Dan Gillmor passes on lessons about the importance of community building, contributor compensation and reader needs in explaining why he is leaving his experimental Bayosphere news site to focus on the academic side of citizen media. His explanatory posting is worth reading in full, as a courtesy to the guy wrote the We the Media manifesto on grasroots journalism, and more pragmatically to acquire insights that only come from falling short in the act of trying.
I’ll leave you to ponder most those on your own but I was particularly interested to read about his focus on the reader, and the implicit understanding that writers work hard to make things easy to read. In Dan’s words:
“Publishing is about the audience in the end. Most people who come to the site are not participants. They’re looking for the proverbial “clean, well-lighted place” where they can learn or be entertained, or both.”

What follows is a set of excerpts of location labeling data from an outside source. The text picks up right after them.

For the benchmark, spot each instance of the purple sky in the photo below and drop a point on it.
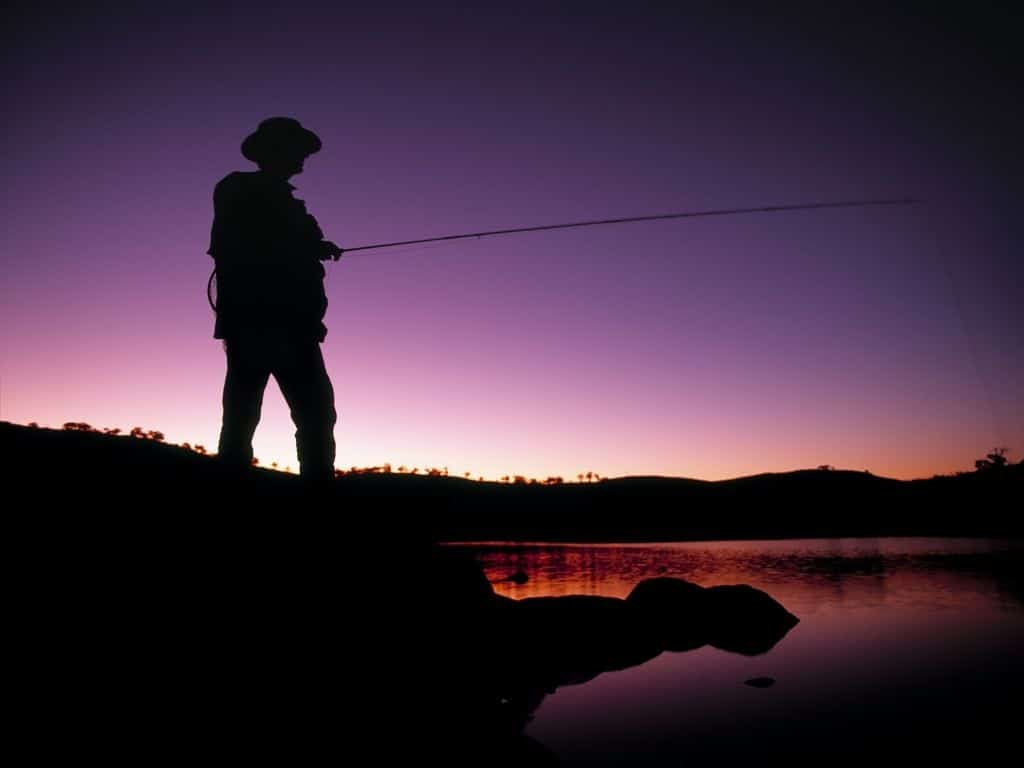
(887, 339)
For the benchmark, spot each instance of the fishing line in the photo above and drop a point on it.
(600, 222)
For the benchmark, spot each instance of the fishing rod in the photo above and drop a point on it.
(599, 222)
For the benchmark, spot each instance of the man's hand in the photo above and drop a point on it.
(330, 250)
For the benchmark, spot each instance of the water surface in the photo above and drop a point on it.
(905, 646)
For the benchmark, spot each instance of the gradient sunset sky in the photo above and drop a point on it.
(887, 339)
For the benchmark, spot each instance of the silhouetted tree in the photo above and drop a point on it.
(993, 461)
(79, 426)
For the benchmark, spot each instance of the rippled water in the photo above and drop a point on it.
(905, 646)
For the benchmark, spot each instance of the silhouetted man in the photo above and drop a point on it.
(270, 299)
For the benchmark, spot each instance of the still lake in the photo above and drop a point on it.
(905, 646)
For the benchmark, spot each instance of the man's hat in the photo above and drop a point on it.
(275, 134)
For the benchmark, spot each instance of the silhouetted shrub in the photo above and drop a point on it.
(992, 462)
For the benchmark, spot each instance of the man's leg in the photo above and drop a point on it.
(243, 400)
(303, 380)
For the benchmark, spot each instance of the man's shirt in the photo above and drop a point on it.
(266, 248)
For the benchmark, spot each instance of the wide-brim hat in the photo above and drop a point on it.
(274, 135)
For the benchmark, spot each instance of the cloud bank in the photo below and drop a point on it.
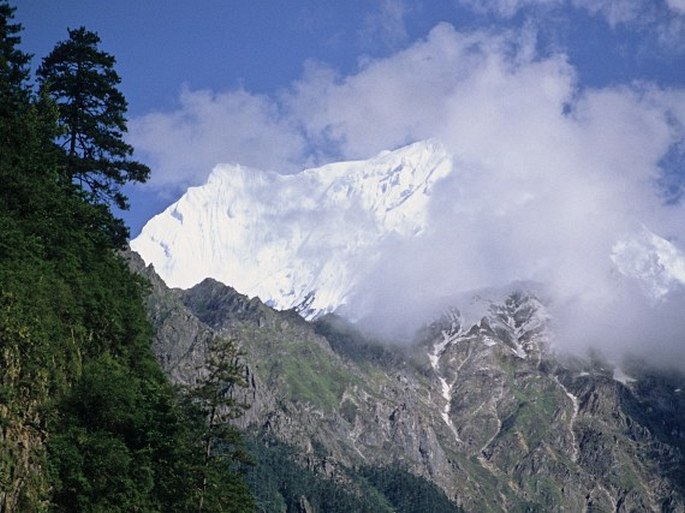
(548, 175)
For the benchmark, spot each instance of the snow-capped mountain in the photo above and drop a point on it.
(296, 241)
(309, 240)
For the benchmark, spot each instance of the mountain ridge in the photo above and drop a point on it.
(485, 410)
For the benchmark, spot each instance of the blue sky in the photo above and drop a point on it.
(285, 85)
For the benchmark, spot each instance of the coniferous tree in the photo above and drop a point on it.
(83, 82)
(222, 447)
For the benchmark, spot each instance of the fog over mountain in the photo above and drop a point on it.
(390, 241)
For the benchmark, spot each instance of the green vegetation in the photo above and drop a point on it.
(280, 483)
(88, 421)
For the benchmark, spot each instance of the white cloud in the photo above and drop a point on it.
(207, 128)
(506, 8)
(548, 177)
(387, 24)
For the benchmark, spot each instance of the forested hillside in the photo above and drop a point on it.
(88, 421)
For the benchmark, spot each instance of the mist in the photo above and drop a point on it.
(549, 179)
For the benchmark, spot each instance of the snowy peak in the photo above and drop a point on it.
(296, 241)
(657, 264)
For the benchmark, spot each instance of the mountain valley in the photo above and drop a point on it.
(485, 410)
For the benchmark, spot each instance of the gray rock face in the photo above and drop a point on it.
(485, 410)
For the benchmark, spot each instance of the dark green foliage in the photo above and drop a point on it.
(219, 442)
(88, 421)
(281, 484)
(408, 493)
(348, 341)
(82, 81)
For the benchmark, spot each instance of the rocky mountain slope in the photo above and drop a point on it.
(483, 408)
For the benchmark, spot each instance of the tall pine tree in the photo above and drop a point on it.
(83, 82)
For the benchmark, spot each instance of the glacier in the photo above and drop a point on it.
(296, 241)
(308, 241)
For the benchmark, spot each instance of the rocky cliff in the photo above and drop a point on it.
(484, 408)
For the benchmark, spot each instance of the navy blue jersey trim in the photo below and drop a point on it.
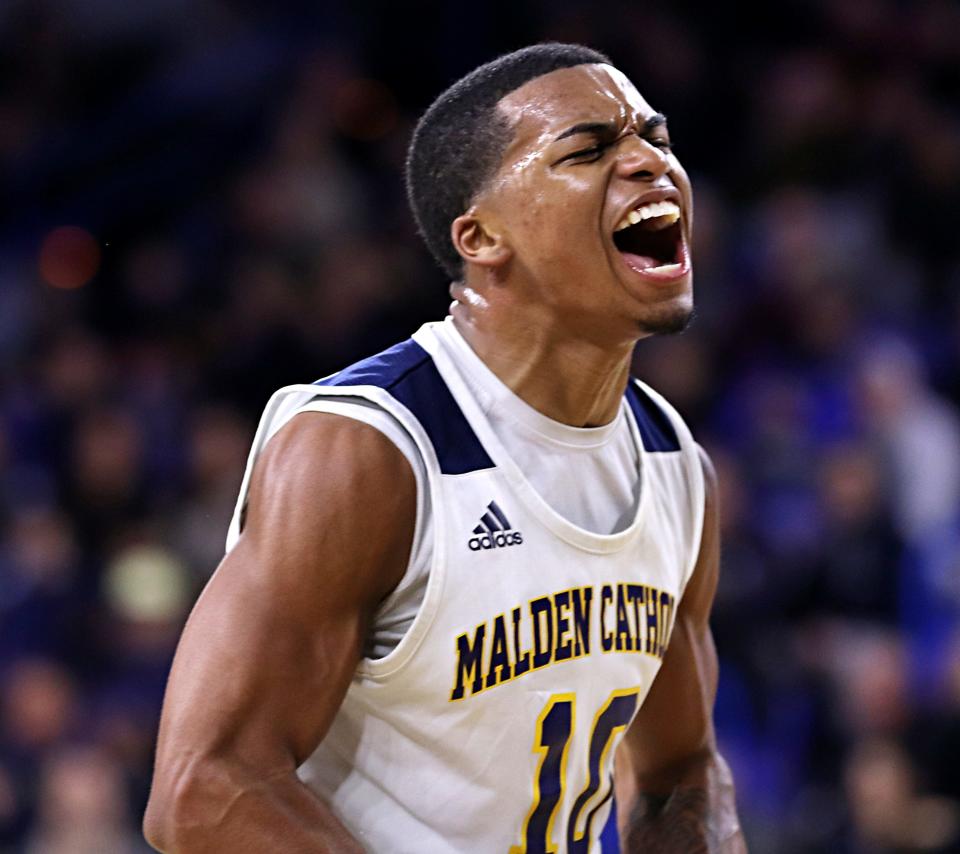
(656, 431)
(408, 373)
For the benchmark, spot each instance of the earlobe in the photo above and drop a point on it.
(477, 243)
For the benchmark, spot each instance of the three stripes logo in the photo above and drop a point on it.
(494, 531)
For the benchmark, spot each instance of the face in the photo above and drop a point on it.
(591, 204)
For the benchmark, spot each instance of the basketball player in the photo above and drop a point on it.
(467, 573)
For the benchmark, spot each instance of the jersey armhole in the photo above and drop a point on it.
(361, 410)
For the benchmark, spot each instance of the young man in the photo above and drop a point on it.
(467, 572)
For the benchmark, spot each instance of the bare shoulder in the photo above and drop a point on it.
(335, 489)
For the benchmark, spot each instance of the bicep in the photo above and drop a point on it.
(269, 650)
(675, 724)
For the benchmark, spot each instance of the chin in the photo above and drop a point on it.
(670, 319)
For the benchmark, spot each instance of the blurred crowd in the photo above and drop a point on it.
(203, 202)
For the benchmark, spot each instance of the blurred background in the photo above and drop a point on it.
(202, 201)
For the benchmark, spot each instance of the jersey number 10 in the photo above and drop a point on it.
(554, 729)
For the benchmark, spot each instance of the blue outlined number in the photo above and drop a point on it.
(555, 725)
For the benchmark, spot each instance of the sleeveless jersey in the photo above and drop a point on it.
(493, 724)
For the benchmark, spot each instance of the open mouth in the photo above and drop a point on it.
(650, 239)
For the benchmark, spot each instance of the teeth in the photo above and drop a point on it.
(667, 212)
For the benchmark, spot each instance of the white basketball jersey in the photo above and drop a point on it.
(492, 725)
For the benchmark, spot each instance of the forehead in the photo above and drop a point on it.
(546, 106)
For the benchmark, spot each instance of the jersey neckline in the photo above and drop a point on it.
(433, 341)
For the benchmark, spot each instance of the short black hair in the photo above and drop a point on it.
(459, 141)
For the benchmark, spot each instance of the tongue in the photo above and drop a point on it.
(641, 262)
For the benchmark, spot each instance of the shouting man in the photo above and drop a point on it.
(465, 601)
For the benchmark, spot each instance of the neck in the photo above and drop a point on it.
(566, 376)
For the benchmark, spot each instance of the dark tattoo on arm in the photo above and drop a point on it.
(676, 824)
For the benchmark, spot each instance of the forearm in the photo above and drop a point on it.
(218, 810)
(697, 815)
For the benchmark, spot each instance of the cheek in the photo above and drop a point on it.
(555, 217)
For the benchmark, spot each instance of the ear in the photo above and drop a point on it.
(478, 242)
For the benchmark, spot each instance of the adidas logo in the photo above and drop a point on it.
(494, 531)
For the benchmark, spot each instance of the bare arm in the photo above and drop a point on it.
(270, 648)
(675, 793)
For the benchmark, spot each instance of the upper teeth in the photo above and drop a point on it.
(670, 212)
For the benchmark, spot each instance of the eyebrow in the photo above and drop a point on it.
(611, 128)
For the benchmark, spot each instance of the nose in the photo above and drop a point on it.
(638, 158)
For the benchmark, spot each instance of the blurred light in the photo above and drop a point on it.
(69, 257)
(147, 583)
(364, 109)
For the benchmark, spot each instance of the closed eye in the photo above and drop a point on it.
(595, 152)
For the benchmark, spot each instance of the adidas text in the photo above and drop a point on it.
(495, 541)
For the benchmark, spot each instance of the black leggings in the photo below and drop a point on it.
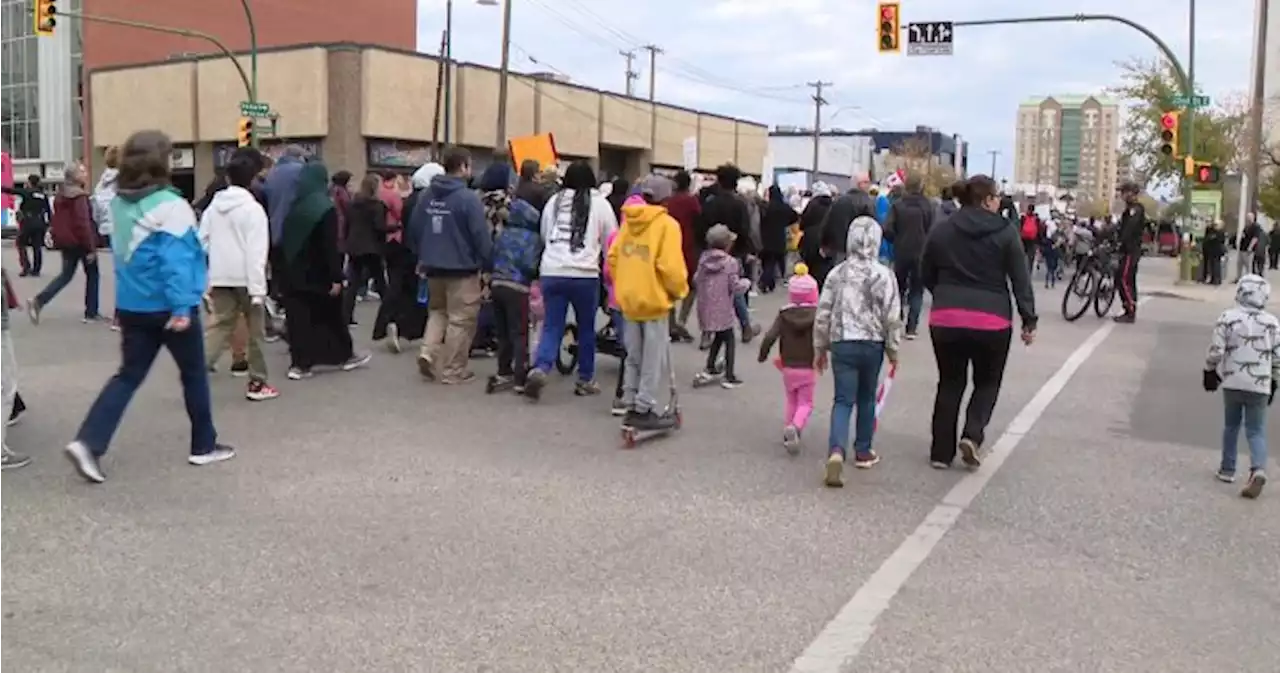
(723, 338)
(955, 349)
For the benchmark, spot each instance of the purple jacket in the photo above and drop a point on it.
(716, 282)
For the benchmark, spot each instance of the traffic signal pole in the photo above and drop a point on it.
(184, 32)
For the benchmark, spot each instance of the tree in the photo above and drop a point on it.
(1150, 87)
(917, 158)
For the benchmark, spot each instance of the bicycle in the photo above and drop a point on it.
(1093, 280)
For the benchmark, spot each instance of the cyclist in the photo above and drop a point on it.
(1133, 220)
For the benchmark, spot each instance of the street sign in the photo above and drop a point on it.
(255, 109)
(929, 39)
(1192, 101)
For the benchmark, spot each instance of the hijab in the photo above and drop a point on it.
(311, 204)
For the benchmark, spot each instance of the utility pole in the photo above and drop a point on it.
(653, 68)
(818, 101)
(631, 73)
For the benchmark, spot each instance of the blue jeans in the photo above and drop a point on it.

Flip side of the coin: Writers, news junkies and other political types tend to use citizen journalism to describe the phenomenon of people taking media into their own hands. Marketers, advertisers and business types favor the term “user-generated content” which includes classified listings, family pictures and similar material in addition to creative oeuvres. Poynter’s Steve Outing suggests that a new blog called User Generated, penned by New York ad guy Cory Treffiletti is worth reading if you want to track the moniker that has all the money.
Trade pub ethics: The American Society of Business Publication Editors ( ASBPE) is calling for explicit and publicized ethics policies to make clear that coverage is not for sale. Thanks to Center for Media Research for passing on the item. The Center quotes Roy Harris, a senior editor at CFO Magazine, as saying the new clarity on ethics was called for because of the “new controversy raging over product placement by advertisers and over activities among journalists at reputable news organizations that are questionable at best.” CFO is owned by The Economist.